Creating an Experiment Doc
Organize and structure experiments with the template I've used at over a dozen companies
Hi there, it’s Adam. 🤗 Welcome to my (almost) weekly newsletter. I started this newsletter to provide a no-bullshit, guided approach to solving some of the hardest problems for people and companies. That includes Growth, Product, company building and parenting while working. Subscribe and never miss an issue. Questions? Ask them here.
EXPERIMENTS! HYPOTHESES! PREDICTIONS! METRICS! SCIENCE!
That’s what we’re all doing in the world of Growth, right? Eh… not always. In fact, most still aren’t. Or worse, if they are, it's not done in a structured and systematic way.
I’ve created some version of an “Experiment Doc” in every company I’ve been at for the last 15 years. Back when people (like me) were running experiments with Offermatica, which became Omniture Test & Target, which became Adobe Target. I was creating and democratizing experiments through documentation.

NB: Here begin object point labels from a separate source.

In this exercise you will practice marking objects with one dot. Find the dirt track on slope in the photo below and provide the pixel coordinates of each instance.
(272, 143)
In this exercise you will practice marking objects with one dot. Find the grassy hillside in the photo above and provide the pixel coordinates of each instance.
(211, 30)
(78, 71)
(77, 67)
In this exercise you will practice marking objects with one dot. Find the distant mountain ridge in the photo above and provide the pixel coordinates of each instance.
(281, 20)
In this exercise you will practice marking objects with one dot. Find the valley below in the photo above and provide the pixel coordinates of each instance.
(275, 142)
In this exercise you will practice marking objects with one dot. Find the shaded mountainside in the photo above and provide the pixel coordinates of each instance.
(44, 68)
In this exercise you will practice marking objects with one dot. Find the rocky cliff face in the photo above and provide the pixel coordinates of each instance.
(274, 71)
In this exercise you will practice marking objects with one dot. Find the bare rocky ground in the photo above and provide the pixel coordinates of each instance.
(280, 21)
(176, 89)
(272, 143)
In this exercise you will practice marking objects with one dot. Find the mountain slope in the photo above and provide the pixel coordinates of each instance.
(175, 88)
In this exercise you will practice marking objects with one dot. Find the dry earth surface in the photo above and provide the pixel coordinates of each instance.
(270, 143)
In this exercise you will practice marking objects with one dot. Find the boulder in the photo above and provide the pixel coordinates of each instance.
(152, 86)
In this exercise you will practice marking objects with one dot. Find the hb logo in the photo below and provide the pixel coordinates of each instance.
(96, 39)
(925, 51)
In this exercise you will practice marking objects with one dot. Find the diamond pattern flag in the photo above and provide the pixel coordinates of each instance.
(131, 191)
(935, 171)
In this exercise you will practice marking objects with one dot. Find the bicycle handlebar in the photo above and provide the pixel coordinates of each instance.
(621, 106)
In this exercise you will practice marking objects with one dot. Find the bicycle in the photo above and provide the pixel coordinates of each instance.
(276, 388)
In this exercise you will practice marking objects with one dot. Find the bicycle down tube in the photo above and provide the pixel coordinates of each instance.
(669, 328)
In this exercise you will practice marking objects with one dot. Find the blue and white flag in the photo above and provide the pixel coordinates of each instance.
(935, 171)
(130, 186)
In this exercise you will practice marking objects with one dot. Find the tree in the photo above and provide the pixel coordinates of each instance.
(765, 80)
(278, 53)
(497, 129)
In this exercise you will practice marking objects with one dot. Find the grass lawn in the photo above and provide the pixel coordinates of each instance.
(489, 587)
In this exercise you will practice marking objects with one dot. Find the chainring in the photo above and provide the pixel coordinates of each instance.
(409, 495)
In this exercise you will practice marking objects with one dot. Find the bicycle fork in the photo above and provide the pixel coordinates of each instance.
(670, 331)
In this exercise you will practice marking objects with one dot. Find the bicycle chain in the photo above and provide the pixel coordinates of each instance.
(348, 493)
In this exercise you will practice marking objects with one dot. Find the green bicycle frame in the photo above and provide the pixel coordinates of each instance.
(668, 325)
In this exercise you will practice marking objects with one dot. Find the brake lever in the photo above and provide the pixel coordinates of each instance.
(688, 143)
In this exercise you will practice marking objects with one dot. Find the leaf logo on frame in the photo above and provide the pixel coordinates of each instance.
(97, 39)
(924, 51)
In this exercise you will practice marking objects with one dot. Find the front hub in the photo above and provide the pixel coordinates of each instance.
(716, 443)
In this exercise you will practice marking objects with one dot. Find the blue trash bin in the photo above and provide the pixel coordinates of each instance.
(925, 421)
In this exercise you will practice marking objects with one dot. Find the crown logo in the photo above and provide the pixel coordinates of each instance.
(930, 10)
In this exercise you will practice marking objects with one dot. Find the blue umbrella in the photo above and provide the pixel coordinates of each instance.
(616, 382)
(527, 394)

In this newsletter post I’ll discuss:
Why you need a way to document experiments
The four parts to an experiment doc
Part 1: The Why
Part 2: The Plan
Part 3: The Results
Part 4: The Checklist
A template you can use today to track your experiments
Why you need a way to document your experiments
There are six important reasons to capture your experiments in a structured, written form.
Educate the team on what great experimentation looks like. (h/t Ben Williams)
Share learnings with the organization.
Ensure you don’t F-up the experiment setup.
Align the whole team on what’s happening.
Get feedback on your hypothesis and test solution.
Establish a plan for what you’ll do after the results come in.
Let’s break each of these down.
Educate the team on what great looks like
This first reason came from Ben Williams, the PLGeek himself.
Ben says,
“Great experiment docs act as a wonderful educational tool around concepts that may not be familiar to many on the team. And the value of consistency in the approach that an experiment template brings is huge.”
If you didn’t read that with a British accent please go back and reread it. This time with FEELING!
Ben is, of course, 100% correct here. An experiment doc introduces concepts that an organization may not have seen before – hypothesis creation, test and control, variants, runtime, minimum-detectable-effect (MDE), statistical significance and measurement plans.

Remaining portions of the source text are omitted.